Julie felt crestfallen at the lack of magnificence. She expected something more. Her wary glance prompted a nod from the warlock.
She reached out, cautious; her fingers brushed the newly formed wood. At her touch, the same white glow reappeared but faded when she snatched her hand away. Again she reached out, but this time, she grasped the base with her fingertips. The wand glowed again. Transfixed, it changed at her touch, her essence imprinting, binding them together.
At the base, a crisp midnight blue materialized with pinpricks of startling white and silver, reminding her of a cloudless night sky and twinkling stars. The deep blue faded up the length, changing to cobalt, sky blue, cyan, and the tip crowned in the purest of whites, like fresh snow.
The glow faded, the binding ritual complete. She couldn’t help but smile, pleased beyond measure.
Breathtaking!
“This, my dear, is your wand!” She noted the pride in his voice.
“It’s stunning. Thank you…”
“Congratulations on your wand. Now, we must be off. We’ve lingered too long.”
“Isn’t this your home?”
“Yes, but a tale for another time.

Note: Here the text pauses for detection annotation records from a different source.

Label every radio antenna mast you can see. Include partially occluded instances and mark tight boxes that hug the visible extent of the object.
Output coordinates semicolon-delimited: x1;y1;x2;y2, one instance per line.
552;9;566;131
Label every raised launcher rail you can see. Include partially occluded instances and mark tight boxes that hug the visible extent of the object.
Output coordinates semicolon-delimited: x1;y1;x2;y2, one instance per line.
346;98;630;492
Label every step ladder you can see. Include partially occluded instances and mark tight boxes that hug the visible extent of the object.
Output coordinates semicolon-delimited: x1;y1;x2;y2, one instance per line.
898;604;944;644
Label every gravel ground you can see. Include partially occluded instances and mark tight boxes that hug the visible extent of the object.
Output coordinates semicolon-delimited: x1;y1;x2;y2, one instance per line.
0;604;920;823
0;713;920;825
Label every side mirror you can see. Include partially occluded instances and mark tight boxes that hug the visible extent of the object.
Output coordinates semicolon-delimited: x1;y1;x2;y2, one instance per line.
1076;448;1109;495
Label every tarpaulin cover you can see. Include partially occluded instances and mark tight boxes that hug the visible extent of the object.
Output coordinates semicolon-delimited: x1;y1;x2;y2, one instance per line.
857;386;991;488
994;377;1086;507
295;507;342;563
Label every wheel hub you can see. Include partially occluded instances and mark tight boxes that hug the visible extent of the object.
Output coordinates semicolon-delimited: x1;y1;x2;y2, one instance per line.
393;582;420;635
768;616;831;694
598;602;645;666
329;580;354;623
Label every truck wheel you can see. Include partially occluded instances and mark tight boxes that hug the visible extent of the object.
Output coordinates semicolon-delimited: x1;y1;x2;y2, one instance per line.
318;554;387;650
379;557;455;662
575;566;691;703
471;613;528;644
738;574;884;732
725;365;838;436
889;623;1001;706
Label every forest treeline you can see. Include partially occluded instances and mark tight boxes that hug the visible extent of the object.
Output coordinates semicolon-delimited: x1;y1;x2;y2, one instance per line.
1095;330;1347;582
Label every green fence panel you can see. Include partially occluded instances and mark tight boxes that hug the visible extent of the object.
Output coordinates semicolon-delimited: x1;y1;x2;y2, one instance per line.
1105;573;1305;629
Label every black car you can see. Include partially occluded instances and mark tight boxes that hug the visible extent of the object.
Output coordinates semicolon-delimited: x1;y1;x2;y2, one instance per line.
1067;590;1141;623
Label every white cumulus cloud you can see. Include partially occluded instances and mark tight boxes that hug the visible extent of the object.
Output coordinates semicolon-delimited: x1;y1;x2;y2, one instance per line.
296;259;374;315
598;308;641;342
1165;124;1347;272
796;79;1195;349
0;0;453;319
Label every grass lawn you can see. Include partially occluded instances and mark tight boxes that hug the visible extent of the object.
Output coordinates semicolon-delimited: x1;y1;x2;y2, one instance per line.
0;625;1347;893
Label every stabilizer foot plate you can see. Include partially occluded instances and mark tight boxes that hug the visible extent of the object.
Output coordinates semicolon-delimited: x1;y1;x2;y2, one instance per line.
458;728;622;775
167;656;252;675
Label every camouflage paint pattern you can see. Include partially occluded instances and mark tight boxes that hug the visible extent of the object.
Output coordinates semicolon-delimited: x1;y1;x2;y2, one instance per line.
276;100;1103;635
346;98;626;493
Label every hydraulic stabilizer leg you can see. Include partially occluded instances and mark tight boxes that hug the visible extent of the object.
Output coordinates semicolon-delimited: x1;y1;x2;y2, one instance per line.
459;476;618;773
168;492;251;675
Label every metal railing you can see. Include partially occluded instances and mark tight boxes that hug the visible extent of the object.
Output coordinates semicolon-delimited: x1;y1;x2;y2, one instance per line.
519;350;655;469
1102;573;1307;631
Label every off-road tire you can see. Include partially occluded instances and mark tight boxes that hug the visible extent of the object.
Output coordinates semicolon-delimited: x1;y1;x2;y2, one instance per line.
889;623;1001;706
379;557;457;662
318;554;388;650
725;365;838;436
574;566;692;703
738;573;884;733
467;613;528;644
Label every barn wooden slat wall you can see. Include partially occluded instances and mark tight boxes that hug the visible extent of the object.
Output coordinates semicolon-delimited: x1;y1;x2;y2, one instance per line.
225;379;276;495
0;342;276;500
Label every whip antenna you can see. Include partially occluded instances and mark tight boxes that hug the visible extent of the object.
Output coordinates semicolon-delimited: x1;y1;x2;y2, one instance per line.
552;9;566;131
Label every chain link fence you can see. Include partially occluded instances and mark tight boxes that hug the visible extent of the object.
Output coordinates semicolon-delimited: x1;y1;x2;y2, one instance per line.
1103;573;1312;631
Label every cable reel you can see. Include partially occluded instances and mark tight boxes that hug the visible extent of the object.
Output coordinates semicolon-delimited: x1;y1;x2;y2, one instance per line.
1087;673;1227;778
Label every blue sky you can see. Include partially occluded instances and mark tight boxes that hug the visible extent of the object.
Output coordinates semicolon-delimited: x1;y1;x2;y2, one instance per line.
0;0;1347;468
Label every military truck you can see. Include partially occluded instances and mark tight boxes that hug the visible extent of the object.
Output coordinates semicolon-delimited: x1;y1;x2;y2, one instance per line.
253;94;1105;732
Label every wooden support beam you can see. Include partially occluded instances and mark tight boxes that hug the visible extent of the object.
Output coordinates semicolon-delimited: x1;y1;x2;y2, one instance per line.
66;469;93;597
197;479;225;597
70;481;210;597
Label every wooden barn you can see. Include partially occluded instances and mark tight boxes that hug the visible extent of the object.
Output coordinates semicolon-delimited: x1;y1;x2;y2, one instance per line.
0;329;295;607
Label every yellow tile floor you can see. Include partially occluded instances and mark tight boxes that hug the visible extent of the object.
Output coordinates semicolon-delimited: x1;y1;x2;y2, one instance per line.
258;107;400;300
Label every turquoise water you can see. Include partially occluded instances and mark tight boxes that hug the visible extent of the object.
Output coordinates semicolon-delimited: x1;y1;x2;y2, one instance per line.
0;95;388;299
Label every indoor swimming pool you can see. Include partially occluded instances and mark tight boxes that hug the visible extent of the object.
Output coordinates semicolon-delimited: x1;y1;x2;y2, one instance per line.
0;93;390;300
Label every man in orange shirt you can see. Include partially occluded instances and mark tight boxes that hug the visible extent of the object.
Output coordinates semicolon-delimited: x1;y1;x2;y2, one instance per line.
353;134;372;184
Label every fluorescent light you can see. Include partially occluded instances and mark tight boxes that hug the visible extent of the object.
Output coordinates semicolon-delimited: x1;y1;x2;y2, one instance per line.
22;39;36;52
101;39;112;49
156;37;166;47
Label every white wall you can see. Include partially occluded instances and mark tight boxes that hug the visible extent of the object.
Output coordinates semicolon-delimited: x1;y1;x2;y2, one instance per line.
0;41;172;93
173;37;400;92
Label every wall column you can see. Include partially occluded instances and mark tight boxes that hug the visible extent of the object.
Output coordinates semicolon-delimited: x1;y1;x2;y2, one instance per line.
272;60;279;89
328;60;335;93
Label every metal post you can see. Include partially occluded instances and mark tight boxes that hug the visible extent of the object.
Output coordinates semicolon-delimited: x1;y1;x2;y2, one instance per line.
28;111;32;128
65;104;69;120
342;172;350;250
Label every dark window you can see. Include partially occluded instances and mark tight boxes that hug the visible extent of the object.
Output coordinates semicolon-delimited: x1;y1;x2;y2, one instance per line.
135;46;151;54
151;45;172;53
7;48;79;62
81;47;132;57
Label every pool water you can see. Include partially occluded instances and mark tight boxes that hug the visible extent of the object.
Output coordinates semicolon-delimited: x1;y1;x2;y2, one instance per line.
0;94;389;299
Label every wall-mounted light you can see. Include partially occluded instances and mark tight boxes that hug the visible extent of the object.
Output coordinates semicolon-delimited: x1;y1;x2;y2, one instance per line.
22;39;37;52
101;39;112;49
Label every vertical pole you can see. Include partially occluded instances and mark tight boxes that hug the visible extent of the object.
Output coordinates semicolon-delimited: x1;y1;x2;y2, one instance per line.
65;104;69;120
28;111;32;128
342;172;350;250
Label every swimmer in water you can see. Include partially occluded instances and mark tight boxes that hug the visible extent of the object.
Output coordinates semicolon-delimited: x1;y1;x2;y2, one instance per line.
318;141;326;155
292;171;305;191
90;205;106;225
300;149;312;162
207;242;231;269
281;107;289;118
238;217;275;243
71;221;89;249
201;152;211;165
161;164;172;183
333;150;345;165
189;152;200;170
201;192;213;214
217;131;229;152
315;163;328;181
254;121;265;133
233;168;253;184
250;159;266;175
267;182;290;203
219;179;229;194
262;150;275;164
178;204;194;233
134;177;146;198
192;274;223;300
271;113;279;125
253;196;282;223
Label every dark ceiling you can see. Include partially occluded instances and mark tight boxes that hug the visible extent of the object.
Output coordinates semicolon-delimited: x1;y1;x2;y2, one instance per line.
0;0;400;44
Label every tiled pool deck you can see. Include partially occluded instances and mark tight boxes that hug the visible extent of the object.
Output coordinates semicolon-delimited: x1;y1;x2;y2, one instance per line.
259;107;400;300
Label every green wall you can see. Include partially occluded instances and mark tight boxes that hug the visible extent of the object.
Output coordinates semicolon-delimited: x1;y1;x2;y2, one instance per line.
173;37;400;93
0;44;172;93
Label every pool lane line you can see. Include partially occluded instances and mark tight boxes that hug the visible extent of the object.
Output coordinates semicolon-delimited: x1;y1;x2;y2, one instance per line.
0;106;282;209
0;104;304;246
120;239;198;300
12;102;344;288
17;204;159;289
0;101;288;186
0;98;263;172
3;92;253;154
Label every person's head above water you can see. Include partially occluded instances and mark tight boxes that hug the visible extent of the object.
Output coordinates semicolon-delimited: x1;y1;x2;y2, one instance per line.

I need to procure an item, a book. Pack a bag in the room where you woke. There are extra sets of robes in the closet and the drawers.”
Julie eyed him for a moment, knowing he refrained from telling her everything. She didn’t appreciate his lie, even by omission. Her heart fluttered with mild anxiety. She became acutely aware of her breathing, how it thundered in her ears. What was she missing?
She swallowed, finding her voice. “What book?”
His head tilted slightly to the side. “I’m rather secretive about this one. I’ll tell you later, I promise, but we must hurry.”
She turned to the stairs, taking them two at a time but without haste. His words came back to her as she climbed. “‘I do not mean to be indelicate, Julie. Only two other would-be wizards lived long enough to form bonds with the fairies, but they didn’t last long. One went mad with power, all raw and unrefined.’”
She reached the top of the stairs. The words tumbled through her head, furthering her anticipation of misfortune. Would she, too, pass?
What was the look he gave Staell? she wondered.
Something troubled him, and she desired to find out what it was. Perhaps she could broach the subject when they arrived wherever they were going. She yearned to trust him; he seemed like a nice man, but she was leery. What did she really know about him? He vexed her by holding back.
She held her wand up, and a smile spread across her face. For a moment, happiness returned, drowning out her worries. With alacrity, she complied with his wishes and started to pack.